By then I had my face two inches away from hers and I was seriously debating on whether or not to spit on her over dramatic tear stained face, but concluded that it would add insult to injury and make me just as bad if not worse than her. My father's voice stopped me when he mentioned the one person who I never wanted involved in the other parts of my life.
"Warren has been looking for you. We haven't spoken since he came back from searching for you to be updated on your little brother, "he paused, "He checks in once a week on a blocked number we can't trace."
Oh great, that's all I need. Warren trying to save his own pride by helping my family. It seems the 'All American Dream Boy' is brainwashing him. If I ever see him again, he's going to have my foot jammed so far up his ass he'll be walking around with a colostomy bag the rest of his life.
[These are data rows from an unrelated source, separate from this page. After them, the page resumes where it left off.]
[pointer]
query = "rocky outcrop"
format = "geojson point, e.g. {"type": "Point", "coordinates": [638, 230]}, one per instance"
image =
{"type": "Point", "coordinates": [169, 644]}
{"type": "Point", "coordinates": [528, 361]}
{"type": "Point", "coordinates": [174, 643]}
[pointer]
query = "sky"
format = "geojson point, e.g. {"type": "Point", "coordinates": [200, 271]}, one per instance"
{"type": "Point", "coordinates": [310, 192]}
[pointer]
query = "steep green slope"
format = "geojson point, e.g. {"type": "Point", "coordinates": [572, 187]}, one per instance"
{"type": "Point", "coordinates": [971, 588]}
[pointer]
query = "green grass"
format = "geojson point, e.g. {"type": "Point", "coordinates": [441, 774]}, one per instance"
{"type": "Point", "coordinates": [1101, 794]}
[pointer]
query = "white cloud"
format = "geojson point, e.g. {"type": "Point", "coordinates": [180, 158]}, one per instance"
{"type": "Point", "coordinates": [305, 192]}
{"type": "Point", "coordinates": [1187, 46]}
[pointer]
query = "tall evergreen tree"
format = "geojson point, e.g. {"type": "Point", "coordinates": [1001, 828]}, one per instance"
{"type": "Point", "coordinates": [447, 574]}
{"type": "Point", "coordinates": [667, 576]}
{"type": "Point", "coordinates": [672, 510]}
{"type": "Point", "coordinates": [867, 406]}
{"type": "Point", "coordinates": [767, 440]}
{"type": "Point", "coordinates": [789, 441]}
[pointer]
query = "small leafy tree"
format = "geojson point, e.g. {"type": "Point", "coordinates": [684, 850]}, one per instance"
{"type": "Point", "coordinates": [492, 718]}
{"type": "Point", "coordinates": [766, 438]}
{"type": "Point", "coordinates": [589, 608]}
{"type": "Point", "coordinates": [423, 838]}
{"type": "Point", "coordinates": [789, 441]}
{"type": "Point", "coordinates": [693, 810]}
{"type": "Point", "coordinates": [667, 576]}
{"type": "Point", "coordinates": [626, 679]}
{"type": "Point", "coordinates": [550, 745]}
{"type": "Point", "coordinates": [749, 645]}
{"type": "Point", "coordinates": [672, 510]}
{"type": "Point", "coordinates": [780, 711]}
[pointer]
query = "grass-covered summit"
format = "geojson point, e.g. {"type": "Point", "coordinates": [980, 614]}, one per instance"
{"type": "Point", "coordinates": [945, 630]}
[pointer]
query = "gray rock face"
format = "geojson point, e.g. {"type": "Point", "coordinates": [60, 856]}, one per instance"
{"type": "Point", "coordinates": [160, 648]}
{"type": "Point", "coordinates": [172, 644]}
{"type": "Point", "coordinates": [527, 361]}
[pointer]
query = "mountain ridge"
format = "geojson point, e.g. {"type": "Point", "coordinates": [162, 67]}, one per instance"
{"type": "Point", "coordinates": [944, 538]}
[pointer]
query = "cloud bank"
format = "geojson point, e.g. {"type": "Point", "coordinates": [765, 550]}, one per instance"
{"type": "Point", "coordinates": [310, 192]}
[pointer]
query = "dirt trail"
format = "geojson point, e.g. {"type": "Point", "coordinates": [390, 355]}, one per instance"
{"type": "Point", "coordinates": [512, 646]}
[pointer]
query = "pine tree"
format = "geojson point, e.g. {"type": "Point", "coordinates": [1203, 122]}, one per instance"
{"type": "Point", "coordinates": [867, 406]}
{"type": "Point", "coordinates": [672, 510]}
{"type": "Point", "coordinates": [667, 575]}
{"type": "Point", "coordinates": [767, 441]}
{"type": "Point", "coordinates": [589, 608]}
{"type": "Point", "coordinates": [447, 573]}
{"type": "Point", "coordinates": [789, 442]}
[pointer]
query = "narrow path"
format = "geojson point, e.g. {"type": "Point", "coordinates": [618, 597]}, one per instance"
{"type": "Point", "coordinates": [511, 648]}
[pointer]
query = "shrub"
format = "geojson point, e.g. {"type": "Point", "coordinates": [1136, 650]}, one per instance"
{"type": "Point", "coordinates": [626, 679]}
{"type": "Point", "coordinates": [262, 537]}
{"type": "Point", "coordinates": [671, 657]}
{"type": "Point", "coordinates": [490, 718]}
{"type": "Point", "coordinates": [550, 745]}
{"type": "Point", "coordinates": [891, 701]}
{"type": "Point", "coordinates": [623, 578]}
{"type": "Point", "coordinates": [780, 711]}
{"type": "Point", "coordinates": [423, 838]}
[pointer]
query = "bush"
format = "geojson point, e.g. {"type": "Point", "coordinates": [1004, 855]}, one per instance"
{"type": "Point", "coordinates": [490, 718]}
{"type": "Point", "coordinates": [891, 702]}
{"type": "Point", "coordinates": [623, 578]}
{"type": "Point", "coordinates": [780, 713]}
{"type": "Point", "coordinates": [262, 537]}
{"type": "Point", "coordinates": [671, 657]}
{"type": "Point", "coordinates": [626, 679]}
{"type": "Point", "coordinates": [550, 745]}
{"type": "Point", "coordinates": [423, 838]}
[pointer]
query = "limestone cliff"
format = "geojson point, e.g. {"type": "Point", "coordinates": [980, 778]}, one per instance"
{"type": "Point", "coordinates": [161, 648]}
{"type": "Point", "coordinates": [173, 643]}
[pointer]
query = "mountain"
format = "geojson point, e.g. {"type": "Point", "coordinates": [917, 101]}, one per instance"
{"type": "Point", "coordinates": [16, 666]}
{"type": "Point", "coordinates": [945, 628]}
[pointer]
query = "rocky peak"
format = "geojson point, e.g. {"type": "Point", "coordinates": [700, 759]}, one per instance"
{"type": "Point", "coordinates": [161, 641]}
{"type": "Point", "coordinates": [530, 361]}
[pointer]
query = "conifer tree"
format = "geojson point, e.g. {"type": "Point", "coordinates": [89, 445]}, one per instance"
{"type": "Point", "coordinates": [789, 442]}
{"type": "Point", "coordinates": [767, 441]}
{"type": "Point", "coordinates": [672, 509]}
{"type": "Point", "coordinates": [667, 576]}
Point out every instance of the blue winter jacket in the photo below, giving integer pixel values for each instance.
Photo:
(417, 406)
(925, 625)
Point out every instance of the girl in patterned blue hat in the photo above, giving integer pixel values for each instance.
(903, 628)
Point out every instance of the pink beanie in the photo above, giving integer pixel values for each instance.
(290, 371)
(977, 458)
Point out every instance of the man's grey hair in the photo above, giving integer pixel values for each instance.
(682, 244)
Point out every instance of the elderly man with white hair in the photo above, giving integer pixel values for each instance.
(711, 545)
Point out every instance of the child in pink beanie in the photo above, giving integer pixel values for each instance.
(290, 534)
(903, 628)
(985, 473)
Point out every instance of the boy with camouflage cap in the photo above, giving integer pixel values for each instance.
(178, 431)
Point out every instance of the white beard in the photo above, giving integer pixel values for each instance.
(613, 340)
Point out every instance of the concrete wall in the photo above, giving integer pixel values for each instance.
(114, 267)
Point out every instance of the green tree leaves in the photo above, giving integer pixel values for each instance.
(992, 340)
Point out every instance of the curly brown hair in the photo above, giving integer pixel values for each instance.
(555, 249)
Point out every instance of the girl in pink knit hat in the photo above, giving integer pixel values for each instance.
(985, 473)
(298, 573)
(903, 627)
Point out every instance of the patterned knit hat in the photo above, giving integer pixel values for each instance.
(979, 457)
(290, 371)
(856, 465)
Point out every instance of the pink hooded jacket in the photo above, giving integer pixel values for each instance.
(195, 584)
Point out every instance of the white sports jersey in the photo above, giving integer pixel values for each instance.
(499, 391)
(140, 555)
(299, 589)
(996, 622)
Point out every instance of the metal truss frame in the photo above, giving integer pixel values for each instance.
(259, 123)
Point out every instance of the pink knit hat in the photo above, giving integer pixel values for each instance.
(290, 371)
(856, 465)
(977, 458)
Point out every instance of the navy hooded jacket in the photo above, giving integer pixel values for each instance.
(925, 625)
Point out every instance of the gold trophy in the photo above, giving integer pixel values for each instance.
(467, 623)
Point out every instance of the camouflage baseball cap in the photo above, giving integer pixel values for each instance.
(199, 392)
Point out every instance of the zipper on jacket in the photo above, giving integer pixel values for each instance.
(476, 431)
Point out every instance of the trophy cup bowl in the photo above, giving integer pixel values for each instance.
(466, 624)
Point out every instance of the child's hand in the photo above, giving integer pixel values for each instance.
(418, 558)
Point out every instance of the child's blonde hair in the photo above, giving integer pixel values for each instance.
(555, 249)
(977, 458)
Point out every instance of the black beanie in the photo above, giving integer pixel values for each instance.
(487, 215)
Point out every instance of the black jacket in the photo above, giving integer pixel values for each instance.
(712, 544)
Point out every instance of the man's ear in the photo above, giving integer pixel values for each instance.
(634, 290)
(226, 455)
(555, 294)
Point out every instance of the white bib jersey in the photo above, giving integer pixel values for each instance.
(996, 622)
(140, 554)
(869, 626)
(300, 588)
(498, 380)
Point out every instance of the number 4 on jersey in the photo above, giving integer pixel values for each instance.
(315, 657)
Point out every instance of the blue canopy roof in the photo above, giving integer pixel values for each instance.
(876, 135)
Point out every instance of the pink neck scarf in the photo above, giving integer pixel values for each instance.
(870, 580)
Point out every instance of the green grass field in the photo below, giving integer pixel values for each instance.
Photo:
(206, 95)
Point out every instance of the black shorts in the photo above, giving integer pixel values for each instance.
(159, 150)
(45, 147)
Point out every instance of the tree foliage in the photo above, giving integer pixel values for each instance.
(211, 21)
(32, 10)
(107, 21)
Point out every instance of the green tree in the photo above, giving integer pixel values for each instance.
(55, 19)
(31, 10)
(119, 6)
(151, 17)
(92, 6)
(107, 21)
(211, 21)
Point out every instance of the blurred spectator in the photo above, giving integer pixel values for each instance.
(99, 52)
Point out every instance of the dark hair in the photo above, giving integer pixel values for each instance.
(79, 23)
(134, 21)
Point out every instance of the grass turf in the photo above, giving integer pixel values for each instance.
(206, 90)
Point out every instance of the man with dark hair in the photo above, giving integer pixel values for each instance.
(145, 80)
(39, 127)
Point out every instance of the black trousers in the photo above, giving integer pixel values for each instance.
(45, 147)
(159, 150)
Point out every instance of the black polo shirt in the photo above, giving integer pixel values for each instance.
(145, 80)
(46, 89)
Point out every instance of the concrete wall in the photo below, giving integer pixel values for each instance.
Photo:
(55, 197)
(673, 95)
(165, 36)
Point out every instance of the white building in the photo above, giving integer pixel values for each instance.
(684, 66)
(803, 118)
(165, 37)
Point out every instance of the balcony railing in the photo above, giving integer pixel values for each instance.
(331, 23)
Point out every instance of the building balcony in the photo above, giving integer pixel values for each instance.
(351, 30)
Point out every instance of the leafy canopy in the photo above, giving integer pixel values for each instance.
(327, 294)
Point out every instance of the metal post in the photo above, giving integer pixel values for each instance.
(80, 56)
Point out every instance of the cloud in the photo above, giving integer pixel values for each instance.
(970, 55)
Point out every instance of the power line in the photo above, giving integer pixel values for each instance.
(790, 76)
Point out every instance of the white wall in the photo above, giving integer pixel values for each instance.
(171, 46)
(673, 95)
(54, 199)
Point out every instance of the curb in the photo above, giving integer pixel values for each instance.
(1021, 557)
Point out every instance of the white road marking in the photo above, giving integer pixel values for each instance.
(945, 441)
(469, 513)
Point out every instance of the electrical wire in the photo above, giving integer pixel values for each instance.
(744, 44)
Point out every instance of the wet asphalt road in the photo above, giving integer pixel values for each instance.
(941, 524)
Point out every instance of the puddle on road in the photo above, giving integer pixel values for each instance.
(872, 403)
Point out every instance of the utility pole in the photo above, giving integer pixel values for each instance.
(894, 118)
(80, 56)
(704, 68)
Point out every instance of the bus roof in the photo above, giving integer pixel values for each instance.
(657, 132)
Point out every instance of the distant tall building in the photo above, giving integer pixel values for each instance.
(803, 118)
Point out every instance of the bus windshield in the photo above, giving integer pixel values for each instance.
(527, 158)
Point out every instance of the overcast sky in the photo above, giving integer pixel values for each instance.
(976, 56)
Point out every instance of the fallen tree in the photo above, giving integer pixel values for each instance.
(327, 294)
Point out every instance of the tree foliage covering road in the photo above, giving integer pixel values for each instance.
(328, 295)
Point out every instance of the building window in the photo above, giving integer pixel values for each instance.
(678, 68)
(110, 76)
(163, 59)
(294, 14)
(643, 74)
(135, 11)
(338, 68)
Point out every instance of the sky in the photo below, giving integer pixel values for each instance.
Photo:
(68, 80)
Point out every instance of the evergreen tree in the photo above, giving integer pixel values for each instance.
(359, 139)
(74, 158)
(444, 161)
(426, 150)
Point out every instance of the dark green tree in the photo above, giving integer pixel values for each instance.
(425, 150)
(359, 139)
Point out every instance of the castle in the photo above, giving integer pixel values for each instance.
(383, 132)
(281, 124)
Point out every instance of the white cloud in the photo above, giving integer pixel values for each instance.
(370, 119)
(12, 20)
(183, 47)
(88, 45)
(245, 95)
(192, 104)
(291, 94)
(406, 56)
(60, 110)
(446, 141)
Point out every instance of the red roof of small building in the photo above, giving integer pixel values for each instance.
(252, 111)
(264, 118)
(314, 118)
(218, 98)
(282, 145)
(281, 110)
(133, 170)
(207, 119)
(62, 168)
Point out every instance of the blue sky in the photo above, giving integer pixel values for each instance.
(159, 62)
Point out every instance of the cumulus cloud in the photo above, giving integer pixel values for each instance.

Moving across from me and my mother, my father opened a little mahogany cabinet door beneath the counter and pulled a small box out about the size of a cheap Easter basket handle-absent. Backing away a little, I moved toward him with a curious expression and gently took the box out of his old trembling hands and sat down on the floor from where I stood, my frame slightly hunching over.
Lifting open the cardboard flaps I found it was exactly what I hoped it to be, the only finger pointing in the right direction.
Inside were three items, first of which of was a letter addressed to me with a shredded envelope no doubt due to someone's quick tearing (i.e. my mother). The letter itself was not a letter really, more of a blank gray greeting card which at first would definitely signal activity from my favorite underground group, but something else caught my eye as I turned it over. Imperceptibly printed numbers only a shade or two lighter than the base color placed into the lower right hand corner near the crease of the spine followed by a perfectly shape lion.
'Note to self, copy numbers.' I thought as I began to move to the next item.
Setting the card on the floor beside me I turned to the box again and pulled out a small collapsible asp that, when extended, reaches out about a foot or so. Now that is quite mind boggling. An asp? Isn't that what police officers and security guards carry when on duty? Curiosity got the best of me and I dropped the asp quickly and peered into the box at the last object.
A simple necklace chain similar to those used with army tags, held a single silver ring. On the outside of the ring there were two crosses on either side of what appeared to be the burning heart usually associated with Catholicism. When I peered on the inside of the ring, another thing completely threw me off, foreign writing inscripted all the way around the band.
"We didn't know what they were," my mother rasped out, "There were other things inside, but Warren came back and took them."
That's just like him. I'm stuck here with the hard clues, dirty bastard. Shaking my head with a slightly bitter chuckle, I slipped the necklace on then grabbed the asp and card. Ready or not, here I come.